Worcester Ups Landfill Permit Fees, Eyes New Surcharge

SNOW HILL — Acknowledging that it is only a temporary fix, the Worcester County Commissioners approved an increase in permit fees for homeowners to dump in the county landfill.

The county will also be implementing a less traditional Pay As You Throw (PAYT) pilot program next year. Even with the increased fees, however, the county is still in the red when operating the Solid Waste Fund and the commission plans to explore the possibility of adding some kind of surcharge onto residential tax bills in the future to offset costs.

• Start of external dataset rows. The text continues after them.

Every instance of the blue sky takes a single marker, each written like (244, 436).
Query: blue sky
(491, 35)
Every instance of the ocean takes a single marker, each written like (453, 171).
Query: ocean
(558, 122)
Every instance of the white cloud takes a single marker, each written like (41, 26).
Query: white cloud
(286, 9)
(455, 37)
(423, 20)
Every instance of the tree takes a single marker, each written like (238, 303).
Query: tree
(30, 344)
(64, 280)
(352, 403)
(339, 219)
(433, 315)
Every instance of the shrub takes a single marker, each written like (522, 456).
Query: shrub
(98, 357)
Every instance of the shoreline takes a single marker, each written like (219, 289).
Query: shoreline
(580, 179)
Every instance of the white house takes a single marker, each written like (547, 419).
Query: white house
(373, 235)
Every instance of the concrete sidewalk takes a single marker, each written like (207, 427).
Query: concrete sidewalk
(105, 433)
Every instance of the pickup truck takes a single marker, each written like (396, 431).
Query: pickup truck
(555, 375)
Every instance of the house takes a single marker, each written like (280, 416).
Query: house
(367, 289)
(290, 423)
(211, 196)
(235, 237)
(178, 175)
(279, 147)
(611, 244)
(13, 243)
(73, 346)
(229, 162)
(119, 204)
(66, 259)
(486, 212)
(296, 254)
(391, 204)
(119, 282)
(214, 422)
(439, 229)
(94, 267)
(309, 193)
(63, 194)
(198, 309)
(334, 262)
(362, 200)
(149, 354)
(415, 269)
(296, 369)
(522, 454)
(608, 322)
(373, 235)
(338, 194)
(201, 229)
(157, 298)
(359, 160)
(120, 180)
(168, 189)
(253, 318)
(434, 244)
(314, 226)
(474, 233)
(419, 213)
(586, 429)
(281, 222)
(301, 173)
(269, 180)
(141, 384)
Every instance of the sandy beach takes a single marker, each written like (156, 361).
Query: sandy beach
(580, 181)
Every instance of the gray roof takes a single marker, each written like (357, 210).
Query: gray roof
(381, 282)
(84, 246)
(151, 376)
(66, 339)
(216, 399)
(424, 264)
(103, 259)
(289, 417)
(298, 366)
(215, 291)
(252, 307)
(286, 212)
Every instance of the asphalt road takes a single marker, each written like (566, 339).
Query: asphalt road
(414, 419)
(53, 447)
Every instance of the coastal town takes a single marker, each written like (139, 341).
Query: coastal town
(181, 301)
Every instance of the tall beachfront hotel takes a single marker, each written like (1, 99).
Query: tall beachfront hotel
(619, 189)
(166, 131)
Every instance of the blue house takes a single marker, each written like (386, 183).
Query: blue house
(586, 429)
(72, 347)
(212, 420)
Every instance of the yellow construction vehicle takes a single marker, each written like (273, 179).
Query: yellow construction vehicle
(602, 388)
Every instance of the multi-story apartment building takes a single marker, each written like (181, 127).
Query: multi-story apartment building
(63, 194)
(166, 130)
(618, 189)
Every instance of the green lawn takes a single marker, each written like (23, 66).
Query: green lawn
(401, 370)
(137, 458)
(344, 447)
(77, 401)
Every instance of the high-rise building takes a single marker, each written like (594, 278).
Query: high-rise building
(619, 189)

The question of how to address the nearly $1 million deficit that the Solid Waste Department operates at has been floating around for years. This week, Commission President Bud Church admitted the county doesn’t have much more than a “Band-Aid” solution for now and that by raising fees it could at least stem the bleeding.

The commissioners were presented with three options for how to raise fees. They chose to raise the current $60 annual permit fee to $100, but will allow that $100 to pay for up to two vehicle stickers as long as both vehicles are registered to the same household. A third sticker will cost an additional $100. They will also be implementing a PAYT pilot program as an alternative next year at $1 a bag. PAYT will work on a punch card system sold in $10 increments at various county facilities.

While the changes are expected to cut into the operating deficit of solid waste, the department is still anticipated to remain in the red for about $790,000 heading into the next fiscal year. It would be difficult to combat that deficit by continuously raising fees, noted Church. He drew attention to the fact that no matter how much permits cost some residents abuse the system and use one vehicle to collect trash from entire neighborhoods sometimes.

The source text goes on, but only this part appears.